I took a jeepney on the way home after taking the Light Rail Transit, and grilled the driver into submitting to my demands to bring me to Reposo Street, a part of which is immediately outside my village. But then he brought me down at a stop along Sen Gil Puyat Avenue (Buendia) that was MUCH farther from the stop that faced Reposo Street. I was fuming at the driver for having the gall to say he'd pass through Reposo; the next time I ride a jeepney I should check if its driver means it will pass THROUGH or BY my destination.
So there I was dragging my feet, plodding with a plastic full of cloth, blinking only momentarily when an old man went towards me. As I squinted I realized he too was dragging his feet, but then he had his hand on his stomach.
At the exact moment we passed by one another, we both fell under a dim streetlight. But it became clear to me that his face, with cheeks that told of fallen teeth and fallen tears, was twisted.
I stopped to ask if he needed help. He replied that he didn't, but he was just so tired and wanted to rest.
So we stayed near the railings that kept the sidewalk from the street. I asked him if he was alright, clever girl that I was. I never even asked his name.
His answer stunned me. He told me in a halting, raspy voice, that he was dying of a gastro-intestinal haemorrhage, and so much blood poured out of his anus. Even then he tried to ask for financial help just so he could arrange a decent funeral for himself from numerous government officials, who all sent him away saying "Please follow it up some other time." Now he was trying to make his way back to his residence in a faraway area of Cavite, but he showed me that he had no money in his pocket.
For people not in the know, it costs approximately PhP110.00 to get to Rosario, a town in Cavite, from Makati, our current location - that's one jeepney ride to the bus stop (around PhP12.00) and one bus ride to Cavite (at least PhP90.00). It's a steep amount even for me, what more for an dying old man with no stable source of income? And he lived so far from the capital, near Batangas!
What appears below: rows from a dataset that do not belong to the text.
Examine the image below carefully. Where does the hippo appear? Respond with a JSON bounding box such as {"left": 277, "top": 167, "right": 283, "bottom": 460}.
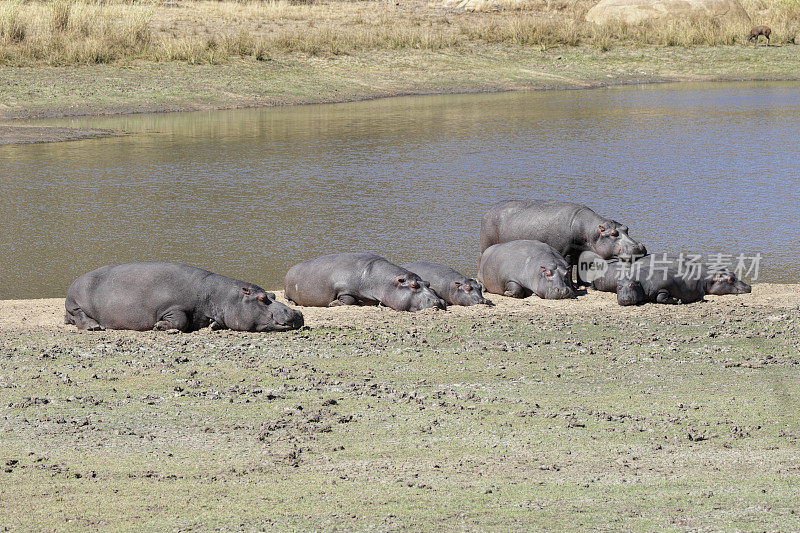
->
{"left": 477, "top": 240, "right": 574, "bottom": 299}
{"left": 402, "top": 261, "right": 492, "bottom": 306}
{"left": 284, "top": 253, "right": 446, "bottom": 311}
{"left": 65, "top": 262, "right": 304, "bottom": 332}
{"left": 480, "top": 200, "right": 647, "bottom": 285}
{"left": 748, "top": 25, "right": 771, "bottom": 45}
{"left": 591, "top": 257, "right": 705, "bottom": 305}
{"left": 664, "top": 255, "right": 751, "bottom": 295}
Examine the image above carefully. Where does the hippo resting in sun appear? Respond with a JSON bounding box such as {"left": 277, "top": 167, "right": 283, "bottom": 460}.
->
{"left": 591, "top": 257, "right": 705, "bottom": 305}
{"left": 478, "top": 240, "right": 574, "bottom": 299}
{"left": 665, "top": 255, "right": 751, "bottom": 295}
{"left": 284, "top": 253, "right": 446, "bottom": 311}
{"left": 402, "top": 261, "right": 492, "bottom": 306}
{"left": 480, "top": 200, "right": 647, "bottom": 284}
{"left": 65, "top": 262, "right": 304, "bottom": 332}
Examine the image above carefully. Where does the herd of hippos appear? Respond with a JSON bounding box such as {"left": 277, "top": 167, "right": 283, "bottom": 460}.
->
{"left": 64, "top": 200, "right": 752, "bottom": 333}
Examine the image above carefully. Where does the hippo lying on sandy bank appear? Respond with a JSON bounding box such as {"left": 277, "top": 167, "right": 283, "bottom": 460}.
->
{"left": 403, "top": 261, "right": 492, "bottom": 307}
{"left": 665, "top": 255, "right": 751, "bottom": 295}
{"left": 65, "top": 262, "right": 304, "bottom": 332}
{"left": 478, "top": 240, "right": 574, "bottom": 300}
{"left": 591, "top": 258, "right": 705, "bottom": 305}
{"left": 285, "top": 253, "right": 446, "bottom": 311}
{"left": 480, "top": 200, "right": 647, "bottom": 284}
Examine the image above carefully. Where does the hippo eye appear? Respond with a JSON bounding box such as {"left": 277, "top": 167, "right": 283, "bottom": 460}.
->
{"left": 617, "top": 285, "right": 622, "bottom": 290}
{"left": 463, "top": 285, "right": 472, "bottom": 292}
{"left": 409, "top": 280, "right": 419, "bottom": 289}
{"left": 726, "top": 276, "right": 735, "bottom": 283}
{"left": 544, "top": 270, "right": 553, "bottom": 278}
{"left": 610, "top": 230, "right": 619, "bottom": 237}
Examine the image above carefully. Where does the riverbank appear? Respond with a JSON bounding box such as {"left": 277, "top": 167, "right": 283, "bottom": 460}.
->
{"left": 2, "top": 44, "right": 800, "bottom": 144}
{"left": 2, "top": 285, "right": 799, "bottom": 529}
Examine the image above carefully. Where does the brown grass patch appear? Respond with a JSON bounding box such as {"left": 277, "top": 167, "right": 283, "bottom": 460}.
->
{"left": 0, "top": 0, "right": 798, "bottom": 65}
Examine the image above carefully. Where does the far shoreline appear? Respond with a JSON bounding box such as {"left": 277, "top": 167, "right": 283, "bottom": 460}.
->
{"left": 2, "top": 45, "right": 800, "bottom": 145}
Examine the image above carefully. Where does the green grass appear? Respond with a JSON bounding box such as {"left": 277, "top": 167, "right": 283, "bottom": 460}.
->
{"left": 2, "top": 44, "right": 800, "bottom": 123}
{"left": 2, "top": 302, "right": 799, "bottom": 530}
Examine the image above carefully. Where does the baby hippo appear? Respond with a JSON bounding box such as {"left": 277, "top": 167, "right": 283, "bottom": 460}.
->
{"left": 665, "top": 255, "right": 751, "bottom": 295}
{"left": 478, "top": 240, "right": 574, "bottom": 299}
{"left": 592, "top": 259, "right": 705, "bottom": 305}
{"left": 284, "top": 253, "right": 446, "bottom": 312}
{"left": 403, "top": 261, "right": 493, "bottom": 306}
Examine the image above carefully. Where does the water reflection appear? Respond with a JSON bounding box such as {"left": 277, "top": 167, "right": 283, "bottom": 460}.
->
{"left": 1, "top": 81, "right": 799, "bottom": 299}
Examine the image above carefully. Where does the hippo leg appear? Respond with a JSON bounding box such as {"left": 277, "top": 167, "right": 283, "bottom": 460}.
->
{"left": 329, "top": 295, "right": 359, "bottom": 307}
{"left": 67, "top": 309, "right": 105, "bottom": 331}
{"left": 504, "top": 281, "right": 525, "bottom": 298}
{"left": 655, "top": 291, "right": 679, "bottom": 305}
{"left": 153, "top": 309, "right": 189, "bottom": 331}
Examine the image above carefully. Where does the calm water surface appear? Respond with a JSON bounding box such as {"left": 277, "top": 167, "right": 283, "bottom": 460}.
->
{"left": 1, "top": 81, "right": 799, "bottom": 299}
I kept him company while persisting with my questions and attempts for small talk. I asked him why he of all people did it; didn't he have children who should by now be taking care of him? He said that nearly all of them couldn't make it, they were all living in the Visayas (I never bothered to ask the exact province), and even the money they sent wasn't enough to ensure that he could at least live the rest of his days as comfortably as possible, where he was cut off from them save for one who also was occupied with work.
But at this point I was still a bit sceptical - I can be such a sucker for sob stories like this, I am a true bleeding heart. So I only gave him PhP30.00 in coins. I asked him if it was enough. He thanked me graciously and then limped towards the jeepney stop I was dropped off earlier.
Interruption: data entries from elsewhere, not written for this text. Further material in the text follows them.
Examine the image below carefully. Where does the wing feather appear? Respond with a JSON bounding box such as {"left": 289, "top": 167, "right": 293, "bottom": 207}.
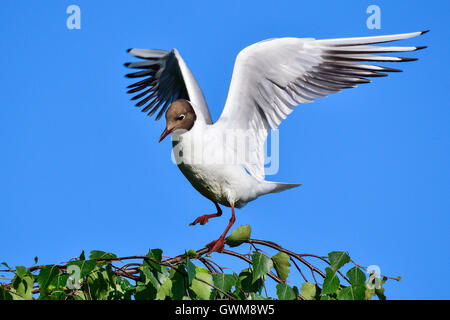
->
{"left": 125, "top": 49, "right": 212, "bottom": 123}
{"left": 216, "top": 31, "right": 428, "bottom": 180}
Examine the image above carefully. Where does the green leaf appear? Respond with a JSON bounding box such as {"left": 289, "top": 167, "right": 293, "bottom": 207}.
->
{"left": 140, "top": 267, "right": 159, "bottom": 292}
{"left": 375, "top": 287, "right": 386, "bottom": 300}
{"left": 252, "top": 252, "right": 273, "bottom": 283}
{"left": 49, "top": 273, "right": 69, "bottom": 291}
{"left": 271, "top": 252, "right": 290, "bottom": 281}
{"left": 225, "top": 225, "right": 251, "bottom": 247}
{"left": 322, "top": 267, "right": 340, "bottom": 294}
{"left": 170, "top": 265, "right": 188, "bottom": 300}
{"left": 365, "top": 287, "right": 376, "bottom": 300}
{"left": 117, "top": 277, "right": 134, "bottom": 300}
{"left": 346, "top": 267, "right": 366, "bottom": 286}
{"left": 337, "top": 285, "right": 366, "bottom": 300}
{"left": 196, "top": 267, "right": 209, "bottom": 274}
{"left": 276, "top": 283, "right": 296, "bottom": 300}
{"left": 191, "top": 271, "right": 212, "bottom": 300}
{"left": 91, "top": 266, "right": 130, "bottom": 301}
{"left": 239, "top": 269, "right": 263, "bottom": 294}
{"left": 100, "top": 265, "right": 118, "bottom": 293}
{"left": 140, "top": 251, "right": 169, "bottom": 294}
{"left": 249, "top": 292, "right": 271, "bottom": 300}
{"left": 0, "top": 286, "right": 13, "bottom": 300}
{"left": 15, "top": 266, "right": 27, "bottom": 278}
{"left": 185, "top": 257, "right": 196, "bottom": 286}
{"left": 67, "top": 260, "right": 97, "bottom": 278}
{"left": 135, "top": 282, "right": 157, "bottom": 300}
{"left": 11, "top": 274, "right": 34, "bottom": 299}
{"left": 89, "top": 250, "right": 117, "bottom": 261}
{"left": 33, "top": 257, "right": 38, "bottom": 265}
{"left": 328, "top": 251, "right": 350, "bottom": 271}
{"left": 146, "top": 249, "right": 163, "bottom": 272}
{"left": 87, "top": 270, "right": 110, "bottom": 299}
{"left": 11, "top": 293, "right": 25, "bottom": 300}
{"left": 301, "top": 282, "right": 317, "bottom": 300}
{"left": 136, "top": 261, "right": 160, "bottom": 300}
{"left": 212, "top": 273, "right": 236, "bottom": 296}
{"left": 1, "top": 262, "right": 12, "bottom": 271}
{"left": 293, "top": 285, "right": 300, "bottom": 298}
{"left": 155, "top": 278, "right": 172, "bottom": 300}
{"left": 79, "top": 250, "right": 85, "bottom": 261}
{"left": 37, "top": 266, "right": 60, "bottom": 295}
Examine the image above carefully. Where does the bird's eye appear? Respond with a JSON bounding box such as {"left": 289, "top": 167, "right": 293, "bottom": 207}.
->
{"left": 177, "top": 114, "right": 185, "bottom": 121}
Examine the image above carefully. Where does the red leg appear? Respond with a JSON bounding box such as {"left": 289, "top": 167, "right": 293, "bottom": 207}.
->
{"left": 206, "top": 203, "right": 236, "bottom": 253}
{"left": 189, "top": 202, "right": 222, "bottom": 226}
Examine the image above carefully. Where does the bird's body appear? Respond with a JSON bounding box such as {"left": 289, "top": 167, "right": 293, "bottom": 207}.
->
{"left": 173, "top": 122, "right": 299, "bottom": 208}
{"left": 125, "top": 30, "right": 427, "bottom": 252}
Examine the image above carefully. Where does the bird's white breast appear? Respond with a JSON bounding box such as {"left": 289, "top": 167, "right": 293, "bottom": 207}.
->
{"left": 171, "top": 125, "right": 261, "bottom": 208}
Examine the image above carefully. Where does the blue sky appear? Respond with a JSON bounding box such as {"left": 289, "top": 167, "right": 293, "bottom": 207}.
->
{"left": 0, "top": 1, "right": 448, "bottom": 299}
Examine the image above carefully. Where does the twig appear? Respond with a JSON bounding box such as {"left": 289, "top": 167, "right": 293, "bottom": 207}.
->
{"left": 1, "top": 237, "right": 387, "bottom": 300}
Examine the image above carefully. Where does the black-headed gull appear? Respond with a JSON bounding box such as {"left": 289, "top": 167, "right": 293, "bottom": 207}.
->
{"left": 125, "top": 31, "right": 427, "bottom": 252}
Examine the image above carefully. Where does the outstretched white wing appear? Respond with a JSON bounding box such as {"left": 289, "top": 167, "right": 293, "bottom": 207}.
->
{"left": 125, "top": 48, "right": 212, "bottom": 124}
{"left": 216, "top": 31, "right": 428, "bottom": 180}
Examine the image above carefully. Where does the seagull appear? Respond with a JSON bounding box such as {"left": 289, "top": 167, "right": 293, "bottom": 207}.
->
{"left": 125, "top": 31, "right": 427, "bottom": 253}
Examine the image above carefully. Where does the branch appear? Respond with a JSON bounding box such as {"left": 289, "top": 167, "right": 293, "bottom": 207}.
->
{"left": 1, "top": 235, "right": 396, "bottom": 300}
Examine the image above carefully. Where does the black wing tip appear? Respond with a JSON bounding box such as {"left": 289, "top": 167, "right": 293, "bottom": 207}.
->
{"left": 420, "top": 30, "right": 430, "bottom": 35}
{"left": 371, "top": 72, "right": 388, "bottom": 77}
{"left": 415, "top": 46, "right": 428, "bottom": 51}
{"left": 358, "top": 78, "right": 371, "bottom": 84}
{"left": 400, "top": 57, "right": 419, "bottom": 62}
{"left": 384, "top": 66, "right": 403, "bottom": 72}
{"left": 127, "top": 48, "right": 133, "bottom": 53}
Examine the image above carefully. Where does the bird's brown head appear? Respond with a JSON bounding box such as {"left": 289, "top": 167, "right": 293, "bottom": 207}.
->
{"left": 159, "top": 99, "right": 197, "bottom": 142}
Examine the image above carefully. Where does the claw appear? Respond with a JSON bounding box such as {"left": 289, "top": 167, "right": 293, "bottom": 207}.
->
{"left": 189, "top": 215, "right": 210, "bottom": 226}
{"left": 189, "top": 203, "right": 222, "bottom": 226}
{"left": 205, "top": 203, "right": 235, "bottom": 253}
{"left": 206, "top": 238, "right": 225, "bottom": 253}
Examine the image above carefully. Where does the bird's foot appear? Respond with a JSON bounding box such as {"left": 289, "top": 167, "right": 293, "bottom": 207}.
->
{"left": 206, "top": 238, "right": 225, "bottom": 253}
{"left": 189, "top": 214, "right": 214, "bottom": 226}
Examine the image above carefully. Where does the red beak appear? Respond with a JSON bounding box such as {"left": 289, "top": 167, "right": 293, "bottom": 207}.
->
{"left": 158, "top": 128, "right": 173, "bottom": 142}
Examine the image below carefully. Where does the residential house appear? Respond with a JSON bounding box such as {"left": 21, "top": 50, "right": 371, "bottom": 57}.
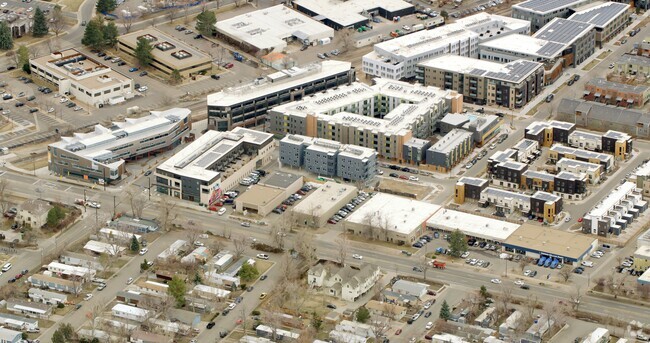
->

Then I realized how dire his situation was, so I quickly ran back to him. Good thing there were no jeepneys yet to bring him to the nearest bus stop, but then again he still wasn't quite there yet. I decided to give him the clean PhP100.00 bill stuck into my wallet, plus PhP10.00 in coins. He smiled widely, showing me an earnest, toothless grin, and told me repeatedly, "Maraming salamat po! Kahabagan nawa kayo nang Diyos at pagpalain kayo." ("Thank you very much! I pray that the Lord has mercy on you and blesses you.")
I stayed by him until I found a jeepney that would take him to his desired bus stop and ran to it, yelling for the driver to halt. I assisted him as he climbed painfully into the jeepney, telling the driver not to suddenly start driving while the poor man was only halfway up the steps I checked my wristwatch for the time; I was sure that my mother, who didn't know of my sudden decision to go to Divisoria beforehand, would be waiting at home, furious at me. Then I remembered that I didn't give him the PhP20.00 I had in coins.
I wonder why I didn't give that old man my extra money. I supposed the PhP110.00 was enough. Or maybe part of me still didn't want to believe his story, or I just hoped I could hop on another jeepney from the same stop that I knew would pass by my village.
But as it turned out I would have no use for the PhP20.00. After ten minutes of waiting, I ended up walking (and even running) the rest of the way home.